Nell’affermare tali principi, la Corte ha espressamente qualificato come risparmio di spesa il profitto, corrispondente all’imposta evasa, derivante dal reato tributario.
Come intuibile, il recepimento di una tale nozione di profitto conduce ad una allargamento della sfera applicativa della confisca, idonea a colpire ogni utilità, anche indiretta e riflessa, derivante dal reato.
Sul tema sono nuovamente intervenute le Sezioni unite della Corte di cassazione con la sentenza emessa il 24 aprile 2014, n. 38343, Rv. 261117, nel processo per i tragici fatti della “Thyssen”, in cui non si verteva su risparmi di spesa derivanti dal mancato pagamento della imposta, quanto, su mancati esborsi, cioè sul denaro che avrebbe dovuto essere speso nel corso degli anni dalla società se questa avesse osservato le prescrizioni in tema di sicurezza sul lavoro.
La Corte di cassazione, nel confermare la confisca delle somme in sequestro, ha sostanzialmente recepito il principio affermato nella sentenza “Gubert” secondo cui “il concetto di profitto o provento di reato legittimante la confisca deve intendersi come comprensivo non soltanto dei beni che l'autore del reato apprende alla sua disponibilità per
effetto diretto ed immediato dell'illecito, ma altresì di ogni altra utilità che lo stesso realizza come conseguenza anche indiretta o mediata della sua attività criminosa”.
Dalla ricostruzione estensiva della nozione di profitto, e, in particolare, dalla possibilità di far rientrare in essa ogni utilità, anche indiretta e mediata, derivante dal reato sembrerebbe essersi allontanata Sez. Un., 26 giugno 2015, n. 31617, Lucci, che, pur facendo riferimento al c.d. profitto accrescitivo, pare aver riaffermato la necessità ai fini della individuazione della nozione di profitto che il vantaggio derivi in via diretta ed immediata dal reato.
10.1.2. (segue): sulla natura della confisca di somme di denaro depositate su conto corrente bancario.
Chiarito che in tema di reati tributari il profitto è costituito dal risparmio di spesa in senso assoluto derivante dall’inadempimento di una obbligazione, la questione sulla quale si è diretta l’attenzione della dottrina e della giurisprudenza è se la confisca delle somme di denaro depositate su un conto corrente bancario debba qualificarsi come diretta o per equivalente: il tema attiene, da una parte, alle caratteristiche intrinseche del bene oggetto dall’ablazione, cioè l’essere il denaro un bene fungibile, e, dall’altra, al nesso di pertinenzialità che, in caso di confisca diretta, deve intercorrere, tra il bene e il reato.

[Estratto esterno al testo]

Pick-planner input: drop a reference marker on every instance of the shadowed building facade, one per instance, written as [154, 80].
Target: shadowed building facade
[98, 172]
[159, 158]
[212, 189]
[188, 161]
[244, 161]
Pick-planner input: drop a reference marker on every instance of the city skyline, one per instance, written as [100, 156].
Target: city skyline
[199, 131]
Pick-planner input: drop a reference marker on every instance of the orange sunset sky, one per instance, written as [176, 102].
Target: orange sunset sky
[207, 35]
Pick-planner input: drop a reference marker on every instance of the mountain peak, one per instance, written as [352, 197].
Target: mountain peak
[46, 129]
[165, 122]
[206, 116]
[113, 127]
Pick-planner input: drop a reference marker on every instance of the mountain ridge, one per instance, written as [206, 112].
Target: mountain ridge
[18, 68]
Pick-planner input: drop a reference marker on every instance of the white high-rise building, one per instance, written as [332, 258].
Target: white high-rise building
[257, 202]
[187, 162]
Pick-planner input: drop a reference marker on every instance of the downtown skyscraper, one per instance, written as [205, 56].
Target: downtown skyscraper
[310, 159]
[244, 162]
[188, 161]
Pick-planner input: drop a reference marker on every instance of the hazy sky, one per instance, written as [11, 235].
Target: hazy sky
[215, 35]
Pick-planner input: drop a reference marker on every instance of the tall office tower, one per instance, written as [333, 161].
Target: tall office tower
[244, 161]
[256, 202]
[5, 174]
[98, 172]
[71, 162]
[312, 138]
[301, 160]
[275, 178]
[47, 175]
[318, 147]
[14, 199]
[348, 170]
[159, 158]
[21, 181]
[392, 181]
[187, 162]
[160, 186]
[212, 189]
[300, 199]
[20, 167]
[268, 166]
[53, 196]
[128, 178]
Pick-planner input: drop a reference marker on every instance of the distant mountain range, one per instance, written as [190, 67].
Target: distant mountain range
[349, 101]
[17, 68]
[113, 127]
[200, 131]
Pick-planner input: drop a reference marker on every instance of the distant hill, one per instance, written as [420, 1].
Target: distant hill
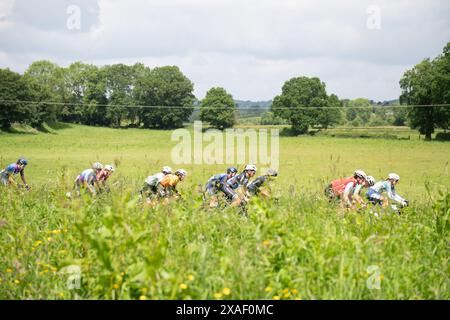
[252, 108]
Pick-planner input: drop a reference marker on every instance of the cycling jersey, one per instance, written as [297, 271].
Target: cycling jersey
[378, 188]
[155, 179]
[102, 176]
[87, 176]
[233, 183]
[338, 186]
[254, 186]
[239, 180]
[12, 169]
[167, 185]
[216, 182]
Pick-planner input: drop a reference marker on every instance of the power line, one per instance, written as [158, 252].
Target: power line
[190, 107]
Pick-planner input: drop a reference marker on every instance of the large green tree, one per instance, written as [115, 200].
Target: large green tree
[218, 108]
[305, 103]
[427, 84]
[168, 92]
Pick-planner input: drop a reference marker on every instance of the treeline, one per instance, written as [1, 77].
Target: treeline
[359, 112]
[162, 97]
[104, 96]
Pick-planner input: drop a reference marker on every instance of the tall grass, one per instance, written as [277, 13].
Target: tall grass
[296, 247]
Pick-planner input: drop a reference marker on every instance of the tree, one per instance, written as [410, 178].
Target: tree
[425, 84]
[14, 88]
[328, 117]
[304, 102]
[170, 91]
[218, 108]
[81, 81]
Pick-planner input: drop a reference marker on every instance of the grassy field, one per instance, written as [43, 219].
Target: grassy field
[299, 247]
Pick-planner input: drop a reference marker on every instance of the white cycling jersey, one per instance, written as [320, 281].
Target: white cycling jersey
[155, 179]
[385, 185]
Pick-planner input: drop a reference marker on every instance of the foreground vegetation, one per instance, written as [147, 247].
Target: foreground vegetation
[299, 247]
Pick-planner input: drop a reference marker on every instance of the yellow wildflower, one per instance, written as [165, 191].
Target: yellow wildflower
[226, 291]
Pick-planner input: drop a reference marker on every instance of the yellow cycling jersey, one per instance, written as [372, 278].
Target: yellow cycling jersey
[169, 180]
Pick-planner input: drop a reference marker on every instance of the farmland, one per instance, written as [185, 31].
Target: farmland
[299, 247]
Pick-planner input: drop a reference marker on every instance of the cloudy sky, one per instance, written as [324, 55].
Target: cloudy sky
[358, 48]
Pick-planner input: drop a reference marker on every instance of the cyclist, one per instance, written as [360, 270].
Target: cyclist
[7, 174]
[239, 181]
[150, 187]
[254, 188]
[357, 199]
[103, 175]
[167, 185]
[88, 179]
[374, 194]
[344, 189]
[216, 183]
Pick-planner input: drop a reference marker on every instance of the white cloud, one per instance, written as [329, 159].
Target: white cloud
[249, 47]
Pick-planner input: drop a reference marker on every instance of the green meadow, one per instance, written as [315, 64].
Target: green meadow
[297, 246]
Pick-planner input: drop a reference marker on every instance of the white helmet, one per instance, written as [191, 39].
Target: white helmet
[370, 180]
[97, 166]
[166, 170]
[181, 172]
[109, 167]
[360, 174]
[394, 176]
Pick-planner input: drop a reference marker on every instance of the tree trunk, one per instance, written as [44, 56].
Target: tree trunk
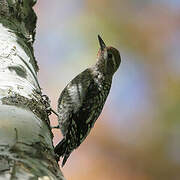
[26, 149]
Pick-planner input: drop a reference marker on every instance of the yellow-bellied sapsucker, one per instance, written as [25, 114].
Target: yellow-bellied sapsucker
[82, 100]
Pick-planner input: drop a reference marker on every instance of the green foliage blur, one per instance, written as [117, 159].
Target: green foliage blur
[137, 135]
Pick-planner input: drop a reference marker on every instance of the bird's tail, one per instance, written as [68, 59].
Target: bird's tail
[61, 149]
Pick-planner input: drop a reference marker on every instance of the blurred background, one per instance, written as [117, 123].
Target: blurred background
[137, 136]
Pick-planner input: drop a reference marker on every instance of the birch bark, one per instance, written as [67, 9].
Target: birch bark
[26, 149]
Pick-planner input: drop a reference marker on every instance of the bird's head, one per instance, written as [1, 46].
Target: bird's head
[108, 58]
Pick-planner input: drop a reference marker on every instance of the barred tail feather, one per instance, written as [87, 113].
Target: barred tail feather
[61, 149]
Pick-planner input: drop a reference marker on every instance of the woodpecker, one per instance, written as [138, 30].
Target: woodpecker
[82, 100]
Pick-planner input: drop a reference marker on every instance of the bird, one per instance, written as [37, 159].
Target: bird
[82, 100]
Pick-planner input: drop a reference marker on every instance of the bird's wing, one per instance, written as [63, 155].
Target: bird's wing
[72, 98]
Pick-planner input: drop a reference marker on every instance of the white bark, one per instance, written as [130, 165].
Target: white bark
[26, 149]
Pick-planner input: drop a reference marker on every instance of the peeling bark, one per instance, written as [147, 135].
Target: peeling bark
[26, 149]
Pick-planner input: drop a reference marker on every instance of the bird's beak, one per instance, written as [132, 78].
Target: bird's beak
[101, 43]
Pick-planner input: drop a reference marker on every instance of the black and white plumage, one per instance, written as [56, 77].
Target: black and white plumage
[82, 100]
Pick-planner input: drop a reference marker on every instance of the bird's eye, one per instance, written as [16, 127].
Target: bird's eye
[109, 56]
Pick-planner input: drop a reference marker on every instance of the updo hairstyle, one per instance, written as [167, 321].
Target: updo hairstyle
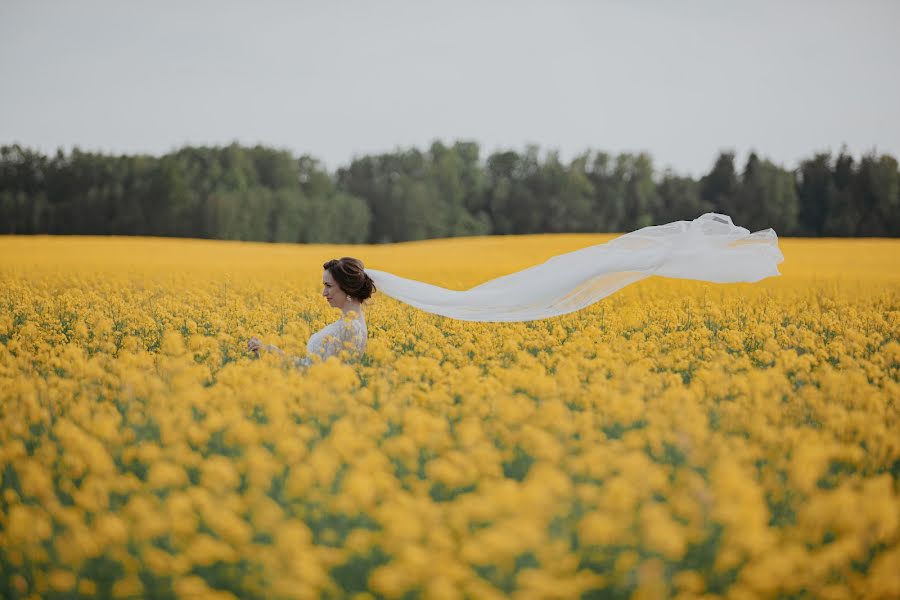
[351, 277]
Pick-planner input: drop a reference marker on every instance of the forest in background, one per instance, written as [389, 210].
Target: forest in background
[261, 193]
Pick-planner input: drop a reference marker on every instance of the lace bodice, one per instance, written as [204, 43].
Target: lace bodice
[347, 333]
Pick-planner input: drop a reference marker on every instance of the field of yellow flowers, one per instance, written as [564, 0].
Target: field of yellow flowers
[677, 439]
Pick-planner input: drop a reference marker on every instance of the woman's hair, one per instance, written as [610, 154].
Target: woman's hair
[349, 274]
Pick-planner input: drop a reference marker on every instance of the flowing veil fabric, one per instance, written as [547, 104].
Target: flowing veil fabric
[709, 248]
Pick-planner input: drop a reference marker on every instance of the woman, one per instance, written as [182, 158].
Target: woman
[346, 286]
[709, 248]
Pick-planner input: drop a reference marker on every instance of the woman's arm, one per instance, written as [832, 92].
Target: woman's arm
[254, 345]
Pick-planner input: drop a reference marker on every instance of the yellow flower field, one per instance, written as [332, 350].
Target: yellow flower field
[677, 439]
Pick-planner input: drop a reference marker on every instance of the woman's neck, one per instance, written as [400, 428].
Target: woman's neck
[353, 306]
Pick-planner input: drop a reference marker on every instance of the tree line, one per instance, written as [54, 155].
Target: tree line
[264, 194]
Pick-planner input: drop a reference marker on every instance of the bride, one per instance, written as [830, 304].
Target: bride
[346, 286]
[709, 248]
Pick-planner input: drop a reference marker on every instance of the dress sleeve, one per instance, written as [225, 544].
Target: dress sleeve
[344, 336]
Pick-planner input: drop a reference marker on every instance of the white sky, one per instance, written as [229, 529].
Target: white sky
[679, 79]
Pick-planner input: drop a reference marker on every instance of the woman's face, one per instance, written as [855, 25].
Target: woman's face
[332, 292]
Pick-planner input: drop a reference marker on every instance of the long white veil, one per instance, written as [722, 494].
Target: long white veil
[709, 248]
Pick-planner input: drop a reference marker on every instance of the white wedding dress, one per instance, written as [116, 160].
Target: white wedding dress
[343, 334]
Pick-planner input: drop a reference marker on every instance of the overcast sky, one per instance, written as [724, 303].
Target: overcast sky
[681, 80]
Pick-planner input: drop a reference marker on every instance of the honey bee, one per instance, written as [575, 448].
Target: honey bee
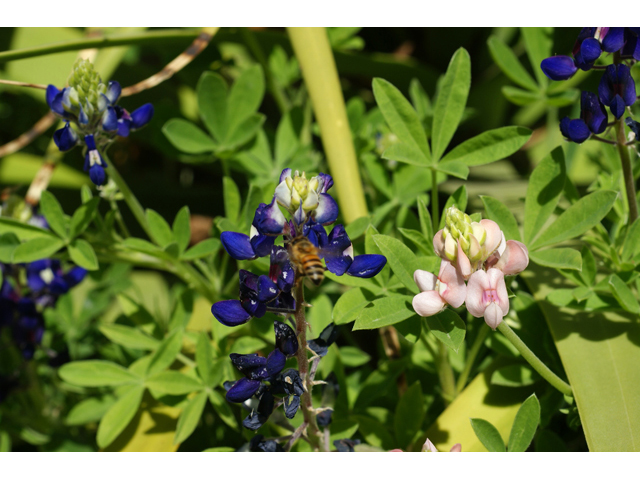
[304, 258]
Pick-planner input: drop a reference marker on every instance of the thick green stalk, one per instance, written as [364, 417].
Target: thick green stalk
[627, 171]
[471, 357]
[306, 402]
[314, 54]
[534, 361]
[103, 41]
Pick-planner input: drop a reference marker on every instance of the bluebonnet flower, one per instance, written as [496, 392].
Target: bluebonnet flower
[90, 110]
[593, 119]
[311, 207]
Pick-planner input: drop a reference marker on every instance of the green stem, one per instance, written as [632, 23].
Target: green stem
[471, 357]
[627, 171]
[435, 209]
[534, 361]
[103, 41]
[272, 85]
[318, 66]
[306, 402]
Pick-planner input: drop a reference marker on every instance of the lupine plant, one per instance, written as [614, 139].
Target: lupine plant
[337, 251]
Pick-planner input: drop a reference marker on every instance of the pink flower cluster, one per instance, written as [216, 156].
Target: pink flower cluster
[480, 256]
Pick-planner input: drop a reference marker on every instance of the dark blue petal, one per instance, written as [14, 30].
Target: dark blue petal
[113, 91]
[237, 245]
[286, 338]
[559, 67]
[327, 211]
[110, 120]
[366, 266]
[267, 290]
[617, 106]
[614, 40]
[230, 313]
[590, 50]
[141, 116]
[291, 405]
[97, 174]
[243, 390]
[275, 362]
[262, 244]
[592, 112]
[65, 138]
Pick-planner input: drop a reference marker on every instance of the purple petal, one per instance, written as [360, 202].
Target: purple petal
[243, 390]
[327, 211]
[230, 313]
[366, 266]
[559, 67]
[141, 116]
[237, 245]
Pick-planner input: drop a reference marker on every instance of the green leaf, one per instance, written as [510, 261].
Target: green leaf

La questione non è meramente classificatoria. Qualificare la confisca delle somme di denaro disponibili su un conto corrente bancario come confisca diretta ovvero come confisca per equivalente produce infatti almeno due decisive conseguenze, alla luce dello stato attuale della giurisprudenza di legittimità.
La prima attiene alla possibilità di aggredire il patrimonio di un ente nel quale sia “rimasto” il profitto del reato fiscale commesso dal suo legale rappresentante.
La seconda riguarda la possibilità di disporre la confisca anche nel caso in cui il reato si estingua per prescrizione.